Monday 4 September was just another day where the deaths of around 35 civilians made the same old news. Bullet riddled bodies were once again found in the streets of Baghdad and Kut, while US and Iraqi forces raid the house of an Imam in Baquba and kill 5 members of his family, including a 2-month-old baby.

Another child, a 6-year-old, was killed by bombs on Tuesday 5 September, and more Shia pilgrims were shot dead on their way to Karbala.

The killings continued on Wednesday 6 September, when 34 bodies were found, all showing the usual signs of torture. In Baquba a barber and a grocer were shot dead, and another child, a 2-year-old, died a violent death.

On Thursday 7 September the Iraqi government shuts down the Al-Arabiya offices in Baghdad, and the TV station's broadcasting is stopped for a month, for inciting sectarianism.

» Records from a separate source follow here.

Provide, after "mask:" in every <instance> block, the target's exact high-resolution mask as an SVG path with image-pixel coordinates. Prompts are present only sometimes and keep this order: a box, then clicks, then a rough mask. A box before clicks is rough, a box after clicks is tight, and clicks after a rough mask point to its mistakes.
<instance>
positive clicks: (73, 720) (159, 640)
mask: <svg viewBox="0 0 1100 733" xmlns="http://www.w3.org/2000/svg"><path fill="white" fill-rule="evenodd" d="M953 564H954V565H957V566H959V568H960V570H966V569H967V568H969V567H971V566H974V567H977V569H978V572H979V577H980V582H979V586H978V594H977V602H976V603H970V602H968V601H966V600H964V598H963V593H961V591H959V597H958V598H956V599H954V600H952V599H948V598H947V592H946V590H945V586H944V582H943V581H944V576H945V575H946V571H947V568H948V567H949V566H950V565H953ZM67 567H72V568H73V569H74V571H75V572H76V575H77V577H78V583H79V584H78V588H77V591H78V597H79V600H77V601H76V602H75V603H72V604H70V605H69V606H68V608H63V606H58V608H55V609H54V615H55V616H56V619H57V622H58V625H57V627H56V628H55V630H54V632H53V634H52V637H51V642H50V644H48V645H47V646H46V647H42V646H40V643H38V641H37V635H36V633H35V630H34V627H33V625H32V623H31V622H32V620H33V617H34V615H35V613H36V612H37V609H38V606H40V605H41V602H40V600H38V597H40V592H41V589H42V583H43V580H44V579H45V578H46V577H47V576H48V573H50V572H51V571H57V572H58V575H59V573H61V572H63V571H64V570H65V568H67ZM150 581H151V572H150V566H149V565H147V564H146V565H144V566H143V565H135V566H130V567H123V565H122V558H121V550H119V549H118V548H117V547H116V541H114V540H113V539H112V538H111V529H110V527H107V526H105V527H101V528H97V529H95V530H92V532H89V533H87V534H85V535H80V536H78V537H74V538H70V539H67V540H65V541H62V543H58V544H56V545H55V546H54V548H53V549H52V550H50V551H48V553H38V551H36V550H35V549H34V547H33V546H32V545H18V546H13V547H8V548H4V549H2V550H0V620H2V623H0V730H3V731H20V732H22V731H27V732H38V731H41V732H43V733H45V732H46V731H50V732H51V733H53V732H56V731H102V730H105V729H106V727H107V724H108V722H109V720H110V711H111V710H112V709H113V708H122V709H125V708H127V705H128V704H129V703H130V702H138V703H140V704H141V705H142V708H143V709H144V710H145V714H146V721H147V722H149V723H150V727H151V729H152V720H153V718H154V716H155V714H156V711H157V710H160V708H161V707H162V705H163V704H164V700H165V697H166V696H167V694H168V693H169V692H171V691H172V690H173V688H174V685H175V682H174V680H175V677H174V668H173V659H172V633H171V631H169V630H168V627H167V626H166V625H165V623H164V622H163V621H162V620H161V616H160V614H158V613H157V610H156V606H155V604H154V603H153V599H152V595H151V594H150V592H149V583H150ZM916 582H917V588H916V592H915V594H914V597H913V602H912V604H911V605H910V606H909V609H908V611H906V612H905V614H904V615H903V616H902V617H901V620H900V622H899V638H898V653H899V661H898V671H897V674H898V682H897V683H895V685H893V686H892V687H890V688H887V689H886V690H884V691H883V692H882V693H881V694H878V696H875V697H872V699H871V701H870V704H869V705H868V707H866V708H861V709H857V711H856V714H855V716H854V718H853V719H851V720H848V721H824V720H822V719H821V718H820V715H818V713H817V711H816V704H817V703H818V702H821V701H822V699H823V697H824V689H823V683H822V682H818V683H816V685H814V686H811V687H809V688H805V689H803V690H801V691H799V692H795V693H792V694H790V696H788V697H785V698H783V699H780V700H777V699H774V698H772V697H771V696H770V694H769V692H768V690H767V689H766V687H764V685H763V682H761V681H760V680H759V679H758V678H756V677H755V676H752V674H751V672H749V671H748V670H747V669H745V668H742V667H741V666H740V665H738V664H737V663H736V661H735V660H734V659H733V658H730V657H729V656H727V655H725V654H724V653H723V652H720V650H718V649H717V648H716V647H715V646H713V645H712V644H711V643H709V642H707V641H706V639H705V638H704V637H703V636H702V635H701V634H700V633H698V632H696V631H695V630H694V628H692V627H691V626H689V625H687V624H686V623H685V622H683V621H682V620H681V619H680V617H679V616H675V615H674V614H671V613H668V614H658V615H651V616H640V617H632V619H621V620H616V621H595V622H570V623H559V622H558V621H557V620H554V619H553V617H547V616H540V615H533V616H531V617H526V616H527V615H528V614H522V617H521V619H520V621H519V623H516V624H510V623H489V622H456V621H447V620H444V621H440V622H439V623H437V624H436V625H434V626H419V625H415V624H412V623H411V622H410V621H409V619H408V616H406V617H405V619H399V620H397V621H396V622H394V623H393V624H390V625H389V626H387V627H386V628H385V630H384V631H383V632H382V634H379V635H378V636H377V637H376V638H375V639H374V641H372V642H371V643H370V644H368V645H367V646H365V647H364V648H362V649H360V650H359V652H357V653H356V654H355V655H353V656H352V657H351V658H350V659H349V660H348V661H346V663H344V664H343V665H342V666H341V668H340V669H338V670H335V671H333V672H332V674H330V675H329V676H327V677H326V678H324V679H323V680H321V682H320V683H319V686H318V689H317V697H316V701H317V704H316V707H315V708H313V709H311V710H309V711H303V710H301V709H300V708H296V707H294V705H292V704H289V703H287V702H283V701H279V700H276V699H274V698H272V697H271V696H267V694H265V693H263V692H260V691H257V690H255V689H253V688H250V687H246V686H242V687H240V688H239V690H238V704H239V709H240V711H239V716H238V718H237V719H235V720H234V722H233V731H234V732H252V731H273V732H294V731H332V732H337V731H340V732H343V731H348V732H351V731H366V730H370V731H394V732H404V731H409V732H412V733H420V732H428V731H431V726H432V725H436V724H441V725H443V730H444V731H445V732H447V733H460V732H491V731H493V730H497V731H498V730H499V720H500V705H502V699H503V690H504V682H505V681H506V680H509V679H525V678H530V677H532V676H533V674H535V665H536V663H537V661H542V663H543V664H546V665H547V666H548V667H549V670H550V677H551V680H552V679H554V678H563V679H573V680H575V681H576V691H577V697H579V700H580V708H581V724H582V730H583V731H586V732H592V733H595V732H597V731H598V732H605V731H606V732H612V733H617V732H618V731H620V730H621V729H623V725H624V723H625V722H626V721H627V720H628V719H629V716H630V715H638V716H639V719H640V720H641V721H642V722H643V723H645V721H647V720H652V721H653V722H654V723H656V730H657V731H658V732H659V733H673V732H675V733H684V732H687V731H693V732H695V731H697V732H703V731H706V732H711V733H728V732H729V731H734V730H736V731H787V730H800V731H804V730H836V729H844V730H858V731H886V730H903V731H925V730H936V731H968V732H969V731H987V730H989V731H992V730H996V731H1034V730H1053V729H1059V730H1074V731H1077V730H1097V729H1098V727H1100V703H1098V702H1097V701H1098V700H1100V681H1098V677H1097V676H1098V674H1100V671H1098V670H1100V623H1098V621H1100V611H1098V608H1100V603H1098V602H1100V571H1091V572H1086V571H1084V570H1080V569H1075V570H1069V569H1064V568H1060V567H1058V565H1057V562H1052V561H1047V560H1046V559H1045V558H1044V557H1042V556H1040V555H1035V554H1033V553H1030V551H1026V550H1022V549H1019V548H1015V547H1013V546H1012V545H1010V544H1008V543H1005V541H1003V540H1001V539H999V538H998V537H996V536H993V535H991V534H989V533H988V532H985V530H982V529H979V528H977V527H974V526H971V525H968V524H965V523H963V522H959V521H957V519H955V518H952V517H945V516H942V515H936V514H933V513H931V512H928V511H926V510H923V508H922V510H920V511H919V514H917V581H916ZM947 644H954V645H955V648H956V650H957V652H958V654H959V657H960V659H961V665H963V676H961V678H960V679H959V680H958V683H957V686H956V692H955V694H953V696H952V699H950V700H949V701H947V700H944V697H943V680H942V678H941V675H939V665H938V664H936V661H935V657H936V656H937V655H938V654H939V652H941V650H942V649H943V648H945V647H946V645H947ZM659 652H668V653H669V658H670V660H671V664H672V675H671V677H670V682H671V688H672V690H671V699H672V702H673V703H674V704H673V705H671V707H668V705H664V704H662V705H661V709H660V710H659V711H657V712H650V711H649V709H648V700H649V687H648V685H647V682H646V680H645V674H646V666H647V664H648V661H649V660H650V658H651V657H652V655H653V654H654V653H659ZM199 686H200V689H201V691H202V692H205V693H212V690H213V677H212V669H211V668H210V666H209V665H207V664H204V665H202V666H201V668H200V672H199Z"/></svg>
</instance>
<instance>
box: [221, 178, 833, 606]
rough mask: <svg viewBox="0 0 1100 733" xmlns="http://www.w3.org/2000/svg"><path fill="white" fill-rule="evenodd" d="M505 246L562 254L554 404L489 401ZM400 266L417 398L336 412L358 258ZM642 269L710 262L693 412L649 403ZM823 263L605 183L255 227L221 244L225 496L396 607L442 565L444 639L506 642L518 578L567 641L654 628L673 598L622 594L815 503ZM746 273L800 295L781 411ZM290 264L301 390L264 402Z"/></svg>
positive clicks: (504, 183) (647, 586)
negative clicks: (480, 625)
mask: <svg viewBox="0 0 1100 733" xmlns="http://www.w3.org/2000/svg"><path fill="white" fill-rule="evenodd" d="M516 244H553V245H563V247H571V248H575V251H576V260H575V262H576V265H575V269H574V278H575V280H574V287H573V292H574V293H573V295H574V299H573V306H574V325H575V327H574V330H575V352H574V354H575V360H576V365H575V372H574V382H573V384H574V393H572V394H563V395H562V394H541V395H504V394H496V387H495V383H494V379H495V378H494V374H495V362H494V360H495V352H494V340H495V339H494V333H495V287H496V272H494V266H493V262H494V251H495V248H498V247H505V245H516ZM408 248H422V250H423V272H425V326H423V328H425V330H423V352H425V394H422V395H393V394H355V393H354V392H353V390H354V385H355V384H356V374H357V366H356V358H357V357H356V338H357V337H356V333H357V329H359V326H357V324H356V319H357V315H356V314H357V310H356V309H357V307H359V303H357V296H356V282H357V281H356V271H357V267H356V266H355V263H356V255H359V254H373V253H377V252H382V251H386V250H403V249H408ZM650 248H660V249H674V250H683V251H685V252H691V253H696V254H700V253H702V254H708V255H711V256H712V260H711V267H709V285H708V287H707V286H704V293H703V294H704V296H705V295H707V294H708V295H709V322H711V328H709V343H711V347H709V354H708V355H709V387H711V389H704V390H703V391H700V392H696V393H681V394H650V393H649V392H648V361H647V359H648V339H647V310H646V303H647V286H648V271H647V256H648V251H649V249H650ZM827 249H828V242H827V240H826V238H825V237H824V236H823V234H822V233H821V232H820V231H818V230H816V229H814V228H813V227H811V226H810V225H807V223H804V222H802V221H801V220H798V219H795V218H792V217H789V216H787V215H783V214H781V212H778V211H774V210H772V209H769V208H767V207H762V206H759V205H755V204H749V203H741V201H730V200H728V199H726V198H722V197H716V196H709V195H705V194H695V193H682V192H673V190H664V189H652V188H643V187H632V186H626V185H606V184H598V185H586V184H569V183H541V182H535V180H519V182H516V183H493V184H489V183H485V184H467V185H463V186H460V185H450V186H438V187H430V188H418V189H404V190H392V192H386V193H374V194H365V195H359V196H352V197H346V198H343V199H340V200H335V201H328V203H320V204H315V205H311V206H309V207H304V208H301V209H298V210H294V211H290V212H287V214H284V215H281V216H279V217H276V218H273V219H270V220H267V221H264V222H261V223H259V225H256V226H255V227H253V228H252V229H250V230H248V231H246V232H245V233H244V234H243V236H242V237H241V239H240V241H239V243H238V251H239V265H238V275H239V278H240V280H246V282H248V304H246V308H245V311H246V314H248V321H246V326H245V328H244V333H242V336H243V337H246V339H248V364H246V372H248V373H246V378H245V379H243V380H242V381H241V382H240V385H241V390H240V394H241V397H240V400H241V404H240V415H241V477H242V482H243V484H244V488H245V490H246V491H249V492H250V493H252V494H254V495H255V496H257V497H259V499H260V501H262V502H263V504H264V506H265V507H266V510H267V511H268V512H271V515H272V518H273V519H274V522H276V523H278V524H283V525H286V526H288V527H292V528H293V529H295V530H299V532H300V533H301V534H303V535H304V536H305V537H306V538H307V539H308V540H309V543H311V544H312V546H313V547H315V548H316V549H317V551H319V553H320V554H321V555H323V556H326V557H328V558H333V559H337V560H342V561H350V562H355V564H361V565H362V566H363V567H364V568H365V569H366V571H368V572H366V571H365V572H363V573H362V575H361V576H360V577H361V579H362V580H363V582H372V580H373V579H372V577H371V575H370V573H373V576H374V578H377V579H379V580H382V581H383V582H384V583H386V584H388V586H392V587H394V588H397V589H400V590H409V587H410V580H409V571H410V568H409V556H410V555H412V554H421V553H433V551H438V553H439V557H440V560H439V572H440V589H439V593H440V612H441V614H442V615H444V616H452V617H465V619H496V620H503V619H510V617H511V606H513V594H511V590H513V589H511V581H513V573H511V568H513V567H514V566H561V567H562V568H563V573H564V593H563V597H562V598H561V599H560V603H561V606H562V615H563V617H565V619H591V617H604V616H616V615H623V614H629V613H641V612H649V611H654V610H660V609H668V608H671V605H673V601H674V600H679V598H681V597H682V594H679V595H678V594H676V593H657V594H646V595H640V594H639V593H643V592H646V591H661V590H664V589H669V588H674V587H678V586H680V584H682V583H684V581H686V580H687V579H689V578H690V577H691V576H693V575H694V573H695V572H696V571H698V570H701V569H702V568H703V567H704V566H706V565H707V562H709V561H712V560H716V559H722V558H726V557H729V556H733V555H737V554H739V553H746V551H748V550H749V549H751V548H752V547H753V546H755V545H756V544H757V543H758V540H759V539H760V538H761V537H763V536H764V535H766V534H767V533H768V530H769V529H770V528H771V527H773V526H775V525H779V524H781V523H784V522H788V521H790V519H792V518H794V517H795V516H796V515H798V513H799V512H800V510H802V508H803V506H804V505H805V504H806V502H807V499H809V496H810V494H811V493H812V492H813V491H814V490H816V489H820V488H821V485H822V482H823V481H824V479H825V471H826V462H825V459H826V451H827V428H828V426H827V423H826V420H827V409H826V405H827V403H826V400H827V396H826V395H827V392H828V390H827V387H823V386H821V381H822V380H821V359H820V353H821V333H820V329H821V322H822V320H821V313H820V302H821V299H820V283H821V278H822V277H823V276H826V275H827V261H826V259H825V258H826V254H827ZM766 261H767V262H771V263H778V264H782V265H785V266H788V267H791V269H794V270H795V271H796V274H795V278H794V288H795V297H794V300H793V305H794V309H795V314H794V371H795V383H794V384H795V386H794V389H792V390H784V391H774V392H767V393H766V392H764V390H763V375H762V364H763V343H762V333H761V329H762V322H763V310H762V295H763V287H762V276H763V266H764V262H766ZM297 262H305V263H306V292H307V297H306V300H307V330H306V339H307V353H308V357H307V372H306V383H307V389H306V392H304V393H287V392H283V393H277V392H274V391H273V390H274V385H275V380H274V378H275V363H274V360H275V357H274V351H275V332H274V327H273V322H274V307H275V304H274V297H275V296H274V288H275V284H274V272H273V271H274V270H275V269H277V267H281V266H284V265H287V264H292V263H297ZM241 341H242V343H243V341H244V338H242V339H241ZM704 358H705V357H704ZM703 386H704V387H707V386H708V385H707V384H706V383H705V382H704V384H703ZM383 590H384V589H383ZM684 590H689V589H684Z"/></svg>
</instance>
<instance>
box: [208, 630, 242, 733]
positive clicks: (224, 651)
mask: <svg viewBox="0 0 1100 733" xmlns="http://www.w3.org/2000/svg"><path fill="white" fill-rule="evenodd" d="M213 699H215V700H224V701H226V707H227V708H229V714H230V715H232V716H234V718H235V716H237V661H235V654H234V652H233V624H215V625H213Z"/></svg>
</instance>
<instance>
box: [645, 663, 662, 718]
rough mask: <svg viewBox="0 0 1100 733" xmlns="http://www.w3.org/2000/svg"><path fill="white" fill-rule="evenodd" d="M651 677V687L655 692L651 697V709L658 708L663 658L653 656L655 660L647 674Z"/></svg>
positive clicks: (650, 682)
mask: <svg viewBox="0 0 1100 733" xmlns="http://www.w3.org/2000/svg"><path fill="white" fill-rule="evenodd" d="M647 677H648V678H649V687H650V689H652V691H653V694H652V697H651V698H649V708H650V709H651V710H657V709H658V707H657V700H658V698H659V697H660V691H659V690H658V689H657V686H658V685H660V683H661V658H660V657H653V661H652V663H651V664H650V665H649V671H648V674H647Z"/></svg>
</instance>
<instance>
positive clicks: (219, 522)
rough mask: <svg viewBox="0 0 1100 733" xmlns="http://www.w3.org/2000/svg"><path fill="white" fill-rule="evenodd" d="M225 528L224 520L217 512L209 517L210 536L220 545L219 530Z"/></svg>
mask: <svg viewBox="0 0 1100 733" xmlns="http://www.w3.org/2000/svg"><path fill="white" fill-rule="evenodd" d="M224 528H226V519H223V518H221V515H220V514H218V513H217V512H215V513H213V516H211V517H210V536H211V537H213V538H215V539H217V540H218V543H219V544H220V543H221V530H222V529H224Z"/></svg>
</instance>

The US hands over army control to Iraq, and at least 44 die in violent incidents. One of the victims was a father driving his teenage daughter to school for an exam.

Around 30 people were killed on Friday 8 September, including a 10-year-old boy killed in his home by gunmen, a mother and child killed by a roadside bomb in the centre of Baghdad, and 3 more pilgrims.

Saturday 9 September was the day of the religious festival the pilgrims were attending. 'The festival ended today without any incident' the Minister of State for National Security stated. But there is no day without violent incidents in Iraq: on Saturday 23 bodies were found (one of them was not actually a body -just a head), and 17 people were reported killed, including 6 grocers found shot dead by the side of the road in Al-Hurriyah market. Another barber was shot dead, and another child was killed in Balad. 2 more children were killed by bombs in Kirkuk.

The week ended with around 30 reported deaths on Sunday 10 September. Among the dead were 4 oil refinery employees on their way home from work. Just like the grocers, the market traders, the police officers, the bakers, the barbers, and all the others killed while trying to earn a living in today's Iraq, those oil refinery workers should not simply become 'same old news'. And we must never get used to their deaths.